Princess Violetta Flame lives her life according to rule, but those rules require her to pay a heavy price. Haunted by a devastating loss, she longs for freedom. When a handsome ruler takes a special interest in her, she senses greater things lie ahead, but behind the handsome façade lies a dark secret – one that can usurp her efforts and cast her back into the life she detested.
The throne was never promised to Emperor Ryore Frost, but now that he has ultimate power, his world is filled with possibilities. Citizens bow at his feet, but their fleeting adoration is no match for his obsession with the young Flame Princess. As his feelings for the staunchly independent princess grow, a new threat emerges, bent on undermining his efforts and betraying his sensibilities.
When past tragedies, malevolent behaviour, and strong wills collide, which will reign supreme?
ABOUT THE AUTHOR (FROM GOODREADS):
"I first stumbled upon the world of Fantasy during my childhood. There were books littered around our home, all promising to spirit me away to incredible new worlds. The Fantasy genre soon won me over and now I cannot seem to escape.
I spend my time exploring magical wonderlands while focusing on the darker side of human nature. When away from my trusty ball point pen and energetic terrier puppy (Sam), I enjoy art and music, as well as curling up with a good book and a cup of coffee."

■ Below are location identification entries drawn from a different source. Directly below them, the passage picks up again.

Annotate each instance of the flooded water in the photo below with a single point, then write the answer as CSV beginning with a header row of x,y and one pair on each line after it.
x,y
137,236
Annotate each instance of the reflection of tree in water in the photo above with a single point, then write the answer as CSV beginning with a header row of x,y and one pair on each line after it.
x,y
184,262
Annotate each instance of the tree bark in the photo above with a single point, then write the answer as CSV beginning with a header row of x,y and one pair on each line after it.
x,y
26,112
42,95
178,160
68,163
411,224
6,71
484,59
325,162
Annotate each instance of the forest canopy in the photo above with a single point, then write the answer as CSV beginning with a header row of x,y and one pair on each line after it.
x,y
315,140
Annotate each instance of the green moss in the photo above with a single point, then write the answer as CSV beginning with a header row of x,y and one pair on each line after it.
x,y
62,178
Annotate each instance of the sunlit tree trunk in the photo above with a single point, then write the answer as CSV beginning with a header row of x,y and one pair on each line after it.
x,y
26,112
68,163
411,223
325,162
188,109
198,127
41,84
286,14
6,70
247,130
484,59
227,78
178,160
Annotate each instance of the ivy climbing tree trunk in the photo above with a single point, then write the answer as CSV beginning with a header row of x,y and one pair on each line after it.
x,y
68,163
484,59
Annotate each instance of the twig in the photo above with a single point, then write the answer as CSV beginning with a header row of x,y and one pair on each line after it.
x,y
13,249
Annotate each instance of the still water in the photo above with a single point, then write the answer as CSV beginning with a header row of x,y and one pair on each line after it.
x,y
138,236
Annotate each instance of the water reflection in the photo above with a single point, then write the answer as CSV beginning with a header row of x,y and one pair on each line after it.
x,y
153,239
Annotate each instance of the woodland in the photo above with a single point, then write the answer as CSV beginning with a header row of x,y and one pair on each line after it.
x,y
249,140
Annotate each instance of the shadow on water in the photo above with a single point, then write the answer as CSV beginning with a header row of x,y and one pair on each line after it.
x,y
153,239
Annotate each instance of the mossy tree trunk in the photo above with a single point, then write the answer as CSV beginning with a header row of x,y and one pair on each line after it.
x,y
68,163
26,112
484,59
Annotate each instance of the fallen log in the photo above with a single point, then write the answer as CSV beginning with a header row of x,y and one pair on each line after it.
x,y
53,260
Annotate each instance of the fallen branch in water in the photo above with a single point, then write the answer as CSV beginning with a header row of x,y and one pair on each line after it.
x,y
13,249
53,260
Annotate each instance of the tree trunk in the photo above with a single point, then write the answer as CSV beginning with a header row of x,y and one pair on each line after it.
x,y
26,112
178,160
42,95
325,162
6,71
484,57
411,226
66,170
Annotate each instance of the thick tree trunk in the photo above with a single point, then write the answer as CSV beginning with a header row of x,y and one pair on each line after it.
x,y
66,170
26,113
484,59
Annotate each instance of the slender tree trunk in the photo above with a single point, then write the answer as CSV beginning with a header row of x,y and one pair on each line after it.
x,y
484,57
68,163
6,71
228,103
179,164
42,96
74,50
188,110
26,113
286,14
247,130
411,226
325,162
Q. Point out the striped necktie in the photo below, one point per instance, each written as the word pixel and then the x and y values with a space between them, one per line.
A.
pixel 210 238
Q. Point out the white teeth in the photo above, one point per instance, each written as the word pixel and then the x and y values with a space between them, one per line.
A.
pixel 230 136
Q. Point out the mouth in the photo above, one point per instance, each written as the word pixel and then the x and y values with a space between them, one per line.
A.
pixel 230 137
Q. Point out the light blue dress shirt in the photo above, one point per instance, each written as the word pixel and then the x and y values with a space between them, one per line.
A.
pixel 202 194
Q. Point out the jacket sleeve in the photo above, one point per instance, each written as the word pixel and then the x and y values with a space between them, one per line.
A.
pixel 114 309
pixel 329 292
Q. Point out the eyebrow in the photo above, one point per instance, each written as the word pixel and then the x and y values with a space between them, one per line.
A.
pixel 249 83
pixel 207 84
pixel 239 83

**I was given an electronic copy of the book by the author in exchange of my honest review. Also, spoiler-free!**
The story is all about Violetta, the young princess of the Fire realm and Emperor Ryore of the Frost realm. It is a young adult-fantasy novel that takes place in a world divided into 4 realms by the ancient mage.
The first part of the novel is every confusing. I cannot connect the chapters because the story was so mixed up. The flow of the story was not consistent, hence, it definitely confused me.
Another thing that made it more confusing is the writing style of the author. Ms. Buchelli should have use simple sentences in describing or narrating a scene or action (i.e. "Using the walls as his crutch" - it will be simple if it is written as "he reached for the wall and tried to stand up" or "he lean against the wall for support"). Also, I noted several unnecessary descriptive sentences like "blade had passed into the creature's brain stem". Can that character see through the creature's skin? Lastly, if you are to describe an enemy's appearance, should the description be mentioned first?
RATING: 2.75 out of 5 stars
The story is very promising, however the construction/organization of the story and the writing style need a lot of improvement.